1906 amendment to the Dawes Act

The Burke Act (1906), formally known as the General Allotment Act Amendment of 1906 and also called the Forced Fee Patenting Act, amended the Dawes Act of 1887 under which the communal land held by tribes on the Indian reservations was broken up and distributed in severalty to individual households of tribal members. It required the government to assess whether individuals were "competent and capable" before giving them fee simple patents to their allotted land.

Because the federal government believed that many Indians were not prepared for United States citizenship, the act further provided that citizenship will not be granted to Native American individuals until at the time of the final validation of their trust patents instead of upon the receipt of the trust patents, as stated in the Dawes Act. Those who were issued fee simple patents were granted citizenship upon receipt. Those whose land remained in trust status were to be granted citizenship at the conclusion of the twenty-five year trust period.

It was named for U. S. Congressman Charles H. Burke.

==Background==

===Competence===
The Burke Act amended the GAA to provide for the Secretary of the Interior to assess individual Native Americans as ‘competent and capable.’ before issuing any person receiving a land allotment a patent in fee simple. Receiving a fee simple patent meant that the land of the allotee would be removed from federal trust status and made subject to taxation. The allotee would be able to sell it on the private market.

The act reads:
“..the Secretary of the Interior may, in his discretion, and he is hereby authorized, whenever he shall be satisfied that any Indian allottee is competent and capable of managing his or her affairs at any time to cause to be issued to such allottee a patent in fee simple, and thereafter all restrictions as to sale, incumbrance [sic], or taxation of said land shall be removed.”

Studies have shown that Bureau of Indian Affairs officials tended first to classify people as 'competent and capable' if they were of mixed-race (with some European ancestry).

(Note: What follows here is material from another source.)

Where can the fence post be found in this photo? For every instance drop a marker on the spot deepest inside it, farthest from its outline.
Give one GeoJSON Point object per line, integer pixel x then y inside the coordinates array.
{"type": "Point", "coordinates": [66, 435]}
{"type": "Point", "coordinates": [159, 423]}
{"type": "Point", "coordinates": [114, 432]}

The following passage from the 1913 annual report from the Pine Ridge Indian Reservation reveals that the supervisor of the reservation expected eventual dispossession of land after individual Lakota people had been issued fee patent.

The Burke Act had other consequences. In some cases, individual Indians deemed "competent" were not notified of the status and were not informed that their land's status had shifted from trust land to fee patent. As a result, individual owners did not realize the land was subject to taxation. After a period of taxes being unpaid, local or state jurisdictions could sell the land without the owner's consent to pay past taxes.